If some day in future, our arch enemy India purchases these companies, what will happen to our national interest? If so happens, will that country not jeopardise our national interests at will? But our policy makers are not to worry because after some time they will depart from the scene after passing on the dangerous buck to their successors.
The sensitivity of the Western powers viz-a-viz sale of their assets to the foreigners can be gauged from the instance of American oil company UNOCAL for whose purchase China gave the highest bid but the American authorities immediately took a U-turn from their avowed policy and blocked the deal while our economic managers are blindly selling the strategic national assets to the foreigners.
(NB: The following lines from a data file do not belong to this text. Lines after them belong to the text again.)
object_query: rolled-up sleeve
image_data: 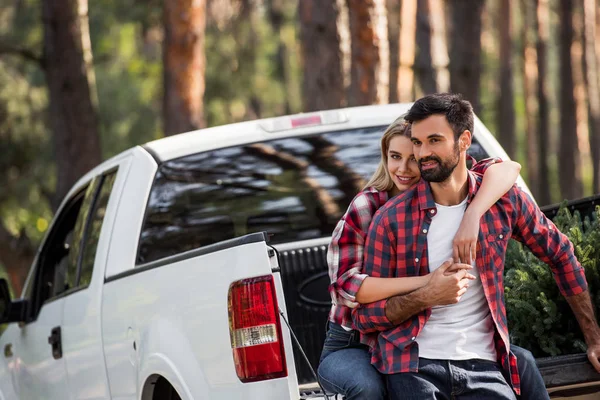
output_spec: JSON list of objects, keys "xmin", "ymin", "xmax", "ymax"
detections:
[
  {"xmin": 352, "ymin": 213, "xmax": 396, "ymax": 334},
  {"xmin": 511, "ymin": 188, "xmax": 588, "ymax": 296},
  {"xmin": 327, "ymin": 219, "xmax": 367, "ymax": 308}
]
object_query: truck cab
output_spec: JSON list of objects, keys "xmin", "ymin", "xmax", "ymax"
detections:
[{"xmin": 0, "ymin": 104, "xmax": 596, "ymax": 400}]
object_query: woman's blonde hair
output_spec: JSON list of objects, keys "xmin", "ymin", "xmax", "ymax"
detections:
[{"xmin": 364, "ymin": 116, "xmax": 410, "ymax": 192}]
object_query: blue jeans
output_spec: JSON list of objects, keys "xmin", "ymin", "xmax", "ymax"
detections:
[
  {"xmin": 318, "ymin": 322, "xmax": 550, "ymax": 400},
  {"xmin": 317, "ymin": 322, "xmax": 386, "ymax": 400},
  {"xmin": 386, "ymin": 358, "xmax": 516, "ymax": 400},
  {"xmin": 510, "ymin": 344, "xmax": 550, "ymax": 400}
]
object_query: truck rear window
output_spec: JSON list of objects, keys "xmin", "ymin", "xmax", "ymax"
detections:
[{"xmin": 137, "ymin": 126, "xmax": 486, "ymax": 264}]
To dismiss the philosophy of socialism as an outright "Utopian" dream is not justified. This very philosophy not only provided food, clothing and shelter to all the citizens of the socialist states for over 70 years and simultaneously compelled the capitalist Western world to introduce reforms in the social sectors including the health and education sectors also envisaging subsistence allowance to the unemployed [of which many Pakistanis are also the beneficiaries].
It will be worth noticing that after the collapse Soviet Union and other socialist states, the western world has started bringing cut in the social sector facilities. The causes of the collapse of the socialist society may have to be investigated in a greater depth instead of dismissing the philosophy itself by calling it a "utopian" dream. Prima facie, the political incompetence and short-sightedness of the Soviet leadership leading to their fall in the Western trap in invading Afghanistan in 1979 seems to be the reason.